Faride I. Demeneghi Hernández

Era una noche oscura y con mucha neblina en las calles de la privada de Pablo Frutis. Me encontraba viendo películas de terror en la sala con mi familia, estábamos viendo Así en la tierra como en el infierno. La empezamos un poco tarde, así que acabó como a las tres de la madrugada. Después todos nos fuimos a acostar. Llegué a mi cuarto, me puse mi pijama y, cuando estaba por meterme entre las cobijas de mi cama, escuché que los perros de mis vecinos no paraban de ladrar, por lo cual me asomé por la ventana. Me pareció ver una silueta de una mujer, tenía el pelo largo y un vestido blanco que arrastraba hasta el suelo.

De repente, la mujer me volteo a ver. Lo más rápido que pude, cerré la cortina con mucho miedo, sintiendo un frio que me recorrió todo el cuerpo. Mis manos se pusieron temblorosas. Corrí a mi cama y me tapé con mi cobija de pies a cabeza, como si ese pedazo de tela me pudiera proteger, sin embargo de alguna manera me hacía sentir más segura.

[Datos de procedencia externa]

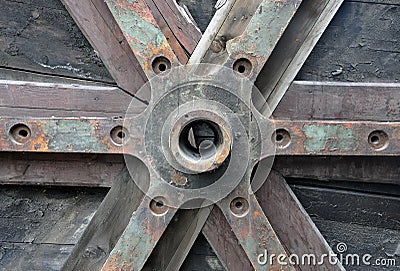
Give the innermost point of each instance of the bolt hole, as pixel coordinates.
(23, 133)
(20, 133)
(239, 206)
(119, 135)
(281, 138)
(158, 206)
(378, 140)
(241, 69)
(375, 140)
(162, 67)
(243, 66)
(160, 64)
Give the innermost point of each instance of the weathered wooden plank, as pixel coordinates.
(177, 240)
(97, 23)
(350, 207)
(105, 101)
(340, 101)
(360, 45)
(293, 48)
(42, 37)
(224, 243)
(177, 25)
(65, 170)
(358, 231)
(101, 170)
(107, 225)
(201, 11)
(382, 170)
(228, 23)
(298, 233)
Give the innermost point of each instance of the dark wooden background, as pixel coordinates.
(39, 41)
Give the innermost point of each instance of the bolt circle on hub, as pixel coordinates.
(199, 136)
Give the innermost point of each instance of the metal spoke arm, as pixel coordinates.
(105, 135)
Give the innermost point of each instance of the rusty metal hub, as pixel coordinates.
(201, 135)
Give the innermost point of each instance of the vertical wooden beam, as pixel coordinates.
(292, 224)
(98, 25)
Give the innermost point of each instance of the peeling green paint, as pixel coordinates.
(141, 31)
(267, 26)
(72, 135)
(329, 137)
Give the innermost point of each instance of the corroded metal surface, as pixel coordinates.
(85, 135)
(142, 32)
(199, 138)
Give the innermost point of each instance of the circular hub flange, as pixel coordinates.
(200, 135)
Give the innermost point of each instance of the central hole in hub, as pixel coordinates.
(200, 139)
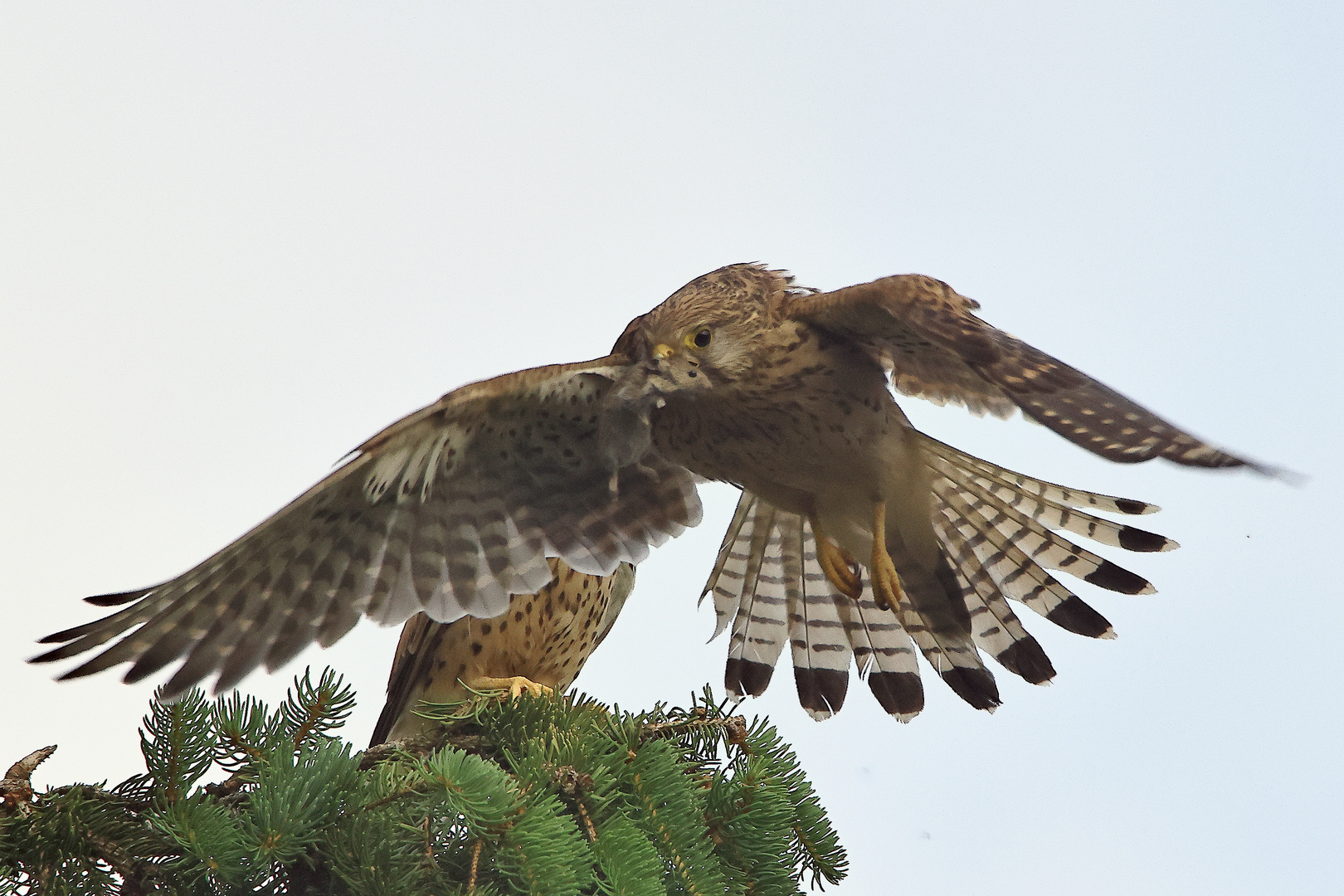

De un momento a otro, escuché que los perros dejaron de ladrar, así que, por curiosidad, pero aún con miedo, volví a levantarme para ver de nuevo por la ventana. Cuando abrí la cortina para asomarme, ya no había nadie. Me tranquilicé y pensé que todo fue un acto de mi imaginación por la película de terror que acabábamos de ver.

Regresé tranquilamente a mi cama, me acosté para dormir. Cuando me estaba quedando dormida, empecé a escuchar una serie de rasguños en la puerta. Sentí como mi cuerpo se tensó, comenzó a correr por mi frente, mi pecho, mis piernas, un sudor frio. Los rasguños no paraban. Decidí hacerme la valiente.

Me senté en la cama. Miré fijamente a la puerta. No se veía ninguna sombra por la ranura de abajo. Me levanté con las piernas y las manos temblorosas, caminé hacia la puerta y, en ese momento, los rasguños pararon, aun así, quería ver qué había sido, quería mi explicación para estar tranquila. Puse mi mano sobre la perilla y empecé a girarla lentamente, sentía el miedo en cada uno de mis dedos, mis ojos se preparaban para ver qué encontraría detrás de la puerta. Abrí la puerta…

Una criatura se abalanzó sobre mi pierna. ¡Voy a morir!… Era mi perrita. La había dejado afuera y no me di cuenta, sentí un alivio muy grande, la cargué, le di un fuerte abrazo y regresé a mi cama para después quedarme profundamente dormida.